AfshinLab / BLR

MIT License
4 stars 0 forks source link

Integrate TELL-seq #34

Closed pontushojer closed 4 years ago

pontushojer commented 4 years ago

Relates to https://github.com/FrickTobias/BLR/issues/204

This PR introduces TELL-seq read processing to the pipeline. The barcode correction done a bit differently to how the the they do it in the paper (Chen et al. 2020) but this way was faster to integrate as it closely resembles our own way of correction BLR barcodes. This is how it is described in their paper.
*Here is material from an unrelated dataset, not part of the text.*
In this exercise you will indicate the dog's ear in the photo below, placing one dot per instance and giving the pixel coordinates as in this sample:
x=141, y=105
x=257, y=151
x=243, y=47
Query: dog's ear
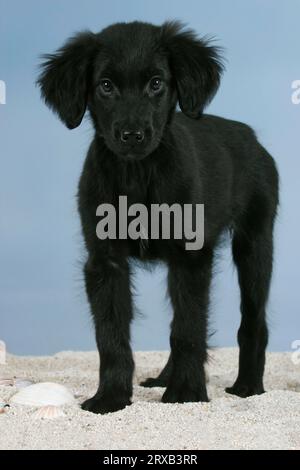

After sequencing, all unique barcodes were identified along with the count for the number of reads they were associated with. The unique barcodes associated with only one read were error-corrected if they were 1-base mismatched with one of the barcodes associated with multiple reads. Barcodes with errors after this step were filtered out. The erroneous barcodes along with their associated reads were removed and excluded from the rest of analyses.

Step by step this is:

  1. Count reads associated each barcode.
  2. Correct barcode with only one read that are within a distance of 1 to a barcode associated to multiple reads.
  3. Remove all non-corrected singles.
  4. Remove all barcodes that are erroneous (does not match the barcode pattern of mixed and fixed bases).

In our case the correction is:

  1. Count reads associated each barcode.
  2. Correct any barcode with edit-distance of 1 if the relative read ratios is 2 (one has twice the number of associated reads).
  3. Remove all non-corrected singles.

One could have update this later on to include pattern matching (step 4 in their workflow) but they apparently have about 5 different patterns and its a bit unclear how this relates to different version of their technology.

I will do a full testrun to see what kind of results we get.

pontushojer commented 4 years ago

! Moved misplaced comment to https://github.com/FrickTobias/BLR/issues/219 !

pontushojer commented 4 years ago

I did a full testrun on uppmax and completed after some minor tinkering. One issue was that mapping rate were quite low at about 60% for bowtie2. I check using the small test dataset (from blr-testdata) and got similar rates for bowtie2. When running bwa however rates are good at about 90%.